The key word is MP3 if you're an audiophile reading these pages then you know the real way to enjoy serious music is with both FLAC and Hi-Res files. The difference is the bit rate even if you have the top bit rate for an MP3 that's 320 bits per second. FLAC files usually run between 500-to 1000 bits per second. Hi-Res files can be 1000 – over 5000 bits per second. Most Hi-Res files run between 1500-to 2500 bits per second. What this means is that you're getting much greater clarity and detail in your music it's like the difference of looking at a HD disc versus VHS. Yes it's the same music however it sounds so much better. The reason you need a standalone player is that phones do not have enough memory you're using them for too many other things, the higher bit files take a lot more memory. Plus the sound if you think your phone sounds good wait until you listen to one of the standalone players. Right now I'm using the Fiio X7 Mark II It has 64 GB's of onboard memory and two memory card slots it can take up to 250 gigabytes each. If you want to use it for MP3s you can literally put 5000 albums on there. However with FLAC and Hi-Res files the numbers will be much much smaller because they need a lot more space.
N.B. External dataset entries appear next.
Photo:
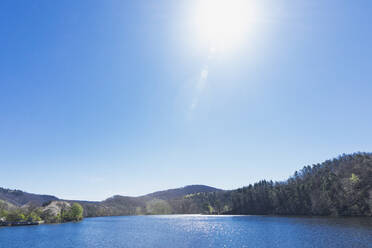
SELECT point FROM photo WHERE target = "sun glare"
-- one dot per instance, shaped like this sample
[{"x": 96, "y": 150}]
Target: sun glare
[{"x": 223, "y": 24}]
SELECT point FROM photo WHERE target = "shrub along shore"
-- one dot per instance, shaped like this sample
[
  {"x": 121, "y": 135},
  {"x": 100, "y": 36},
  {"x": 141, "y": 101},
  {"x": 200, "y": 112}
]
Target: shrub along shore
[{"x": 53, "y": 212}]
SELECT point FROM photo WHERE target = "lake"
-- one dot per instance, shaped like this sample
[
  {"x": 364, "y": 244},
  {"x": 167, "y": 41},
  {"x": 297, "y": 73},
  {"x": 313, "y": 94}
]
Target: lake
[{"x": 194, "y": 231}]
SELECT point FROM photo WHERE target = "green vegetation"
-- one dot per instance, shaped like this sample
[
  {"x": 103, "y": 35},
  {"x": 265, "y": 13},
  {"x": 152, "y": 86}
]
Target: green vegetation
[
  {"x": 339, "y": 187},
  {"x": 34, "y": 214}
]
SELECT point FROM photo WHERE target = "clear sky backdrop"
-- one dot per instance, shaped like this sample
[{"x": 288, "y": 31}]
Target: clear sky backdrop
[{"x": 123, "y": 97}]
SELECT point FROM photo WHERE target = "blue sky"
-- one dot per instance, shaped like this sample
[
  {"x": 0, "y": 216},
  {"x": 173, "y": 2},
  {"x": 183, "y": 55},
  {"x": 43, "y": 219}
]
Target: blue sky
[{"x": 126, "y": 97}]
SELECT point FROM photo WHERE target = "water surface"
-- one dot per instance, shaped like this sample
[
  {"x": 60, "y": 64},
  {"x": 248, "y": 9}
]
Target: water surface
[{"x": 194, "y": 231}]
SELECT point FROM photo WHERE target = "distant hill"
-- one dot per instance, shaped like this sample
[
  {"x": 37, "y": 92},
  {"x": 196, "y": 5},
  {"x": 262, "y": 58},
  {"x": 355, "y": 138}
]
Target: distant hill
[
  {"x": 20, "y": 198},
  {"x": 338, "y": 187},
  {"x": 181, "y": 192},
  {"x": 161, "y": 202}
]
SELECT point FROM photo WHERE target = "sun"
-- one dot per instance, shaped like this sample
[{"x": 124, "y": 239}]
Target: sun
[{"x": 223, "y": 24}]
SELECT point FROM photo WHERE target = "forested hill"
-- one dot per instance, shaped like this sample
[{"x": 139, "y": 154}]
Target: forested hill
[
  {"x": 339, "y": 187},
  {"x": 19, "y": 198},
  {"x": 181, "y": 192}
]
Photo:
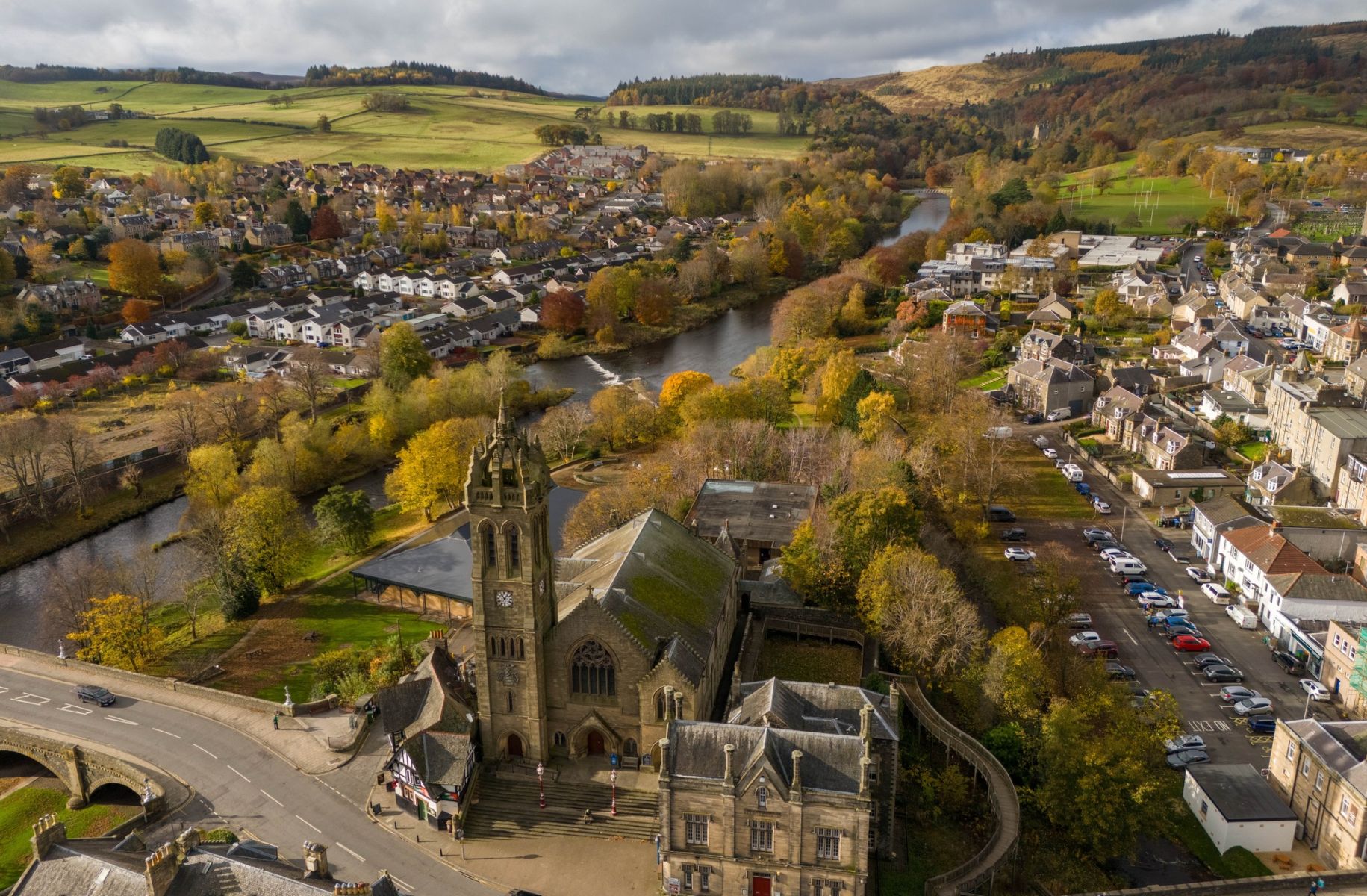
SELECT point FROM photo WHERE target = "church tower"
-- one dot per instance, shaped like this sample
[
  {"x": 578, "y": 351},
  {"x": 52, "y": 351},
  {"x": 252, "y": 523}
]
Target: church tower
[{"x": 513, "y": 588}]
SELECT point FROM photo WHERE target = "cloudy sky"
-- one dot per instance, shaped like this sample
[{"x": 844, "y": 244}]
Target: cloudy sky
[{"x": 590, "y": 46}]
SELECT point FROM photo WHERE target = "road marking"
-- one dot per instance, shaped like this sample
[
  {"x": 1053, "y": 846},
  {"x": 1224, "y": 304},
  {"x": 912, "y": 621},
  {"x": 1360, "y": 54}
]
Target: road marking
[{"x": 342, "y": 846}]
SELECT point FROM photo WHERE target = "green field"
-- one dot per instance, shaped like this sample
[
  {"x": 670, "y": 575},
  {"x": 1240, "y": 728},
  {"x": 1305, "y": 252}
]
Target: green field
[{"x": 444, "y": 128}]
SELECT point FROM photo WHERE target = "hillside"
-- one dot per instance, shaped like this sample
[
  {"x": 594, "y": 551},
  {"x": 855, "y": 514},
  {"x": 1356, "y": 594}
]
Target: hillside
[{"x": 450, "y": 128}]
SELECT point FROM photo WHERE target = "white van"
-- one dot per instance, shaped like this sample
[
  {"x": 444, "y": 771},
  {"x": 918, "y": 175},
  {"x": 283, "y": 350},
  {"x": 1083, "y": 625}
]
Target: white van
[
  {"x": 1243, "y": 616},
  {"x": 1128, "y": 567}
]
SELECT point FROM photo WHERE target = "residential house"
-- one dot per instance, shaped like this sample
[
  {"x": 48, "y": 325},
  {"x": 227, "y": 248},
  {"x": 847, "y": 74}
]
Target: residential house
[
  {"x": 1051, "y": 385},
  {"x": 1317, "y": 769}
]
If you don't believe me do like I did the player I have now is even more expensive then the Cayin i5. But I started out with a fairly cheap player from a company called Bass Play they have decent players for less than a 100 dollars.https://www.amazon.com/Resolution-Bassplay-P3000-Lossless-Portable/dp/B06W9GJTSK/ref=lp_17540514011_1_1?srs=17540514011&ie=UTF8&qid=1523803231&sr=8-1 They sound great but their software is not the best. However it gives you a good idea of the difference between FLAC and Hi-Res and MP3s. I think once you hear the difference Between Hi-Res and MP3s you won't want to go back .
Thanks very much for this information! Where does one source FLAC or hi-res files? Can these by ripped from my CD collection? Downloadable through Amazon store, etc?
There are more and more sites doing FLAC and Hi-Res. However like the early days in any format they are a lot more expenses than MP3s here's a list of some of the top Hi-Res https://www.sony.com/electronics/best-music-download-sites-hi-res-audios .There are more sites than this of course and if you are more adventuresome there are “free” sites out there that do Hi-Res and FLAC as well.
You CAN hear the difference with a decent player and good headphones and earphones, even with MP3. I think you need very good ($$$) electronics to hear much difference between FLAC/Apple lossless and higher-res formats. But you can hear the difference between an iPhone and say a Fiio X3 ($189) and $50-100 earphones, which are giving you a cleaner louder signal and better reproduction than stock earphones on a phone.
I'm not sure if a $100 Fiio player does do better, but I would like a Cayin i5 or N5ii.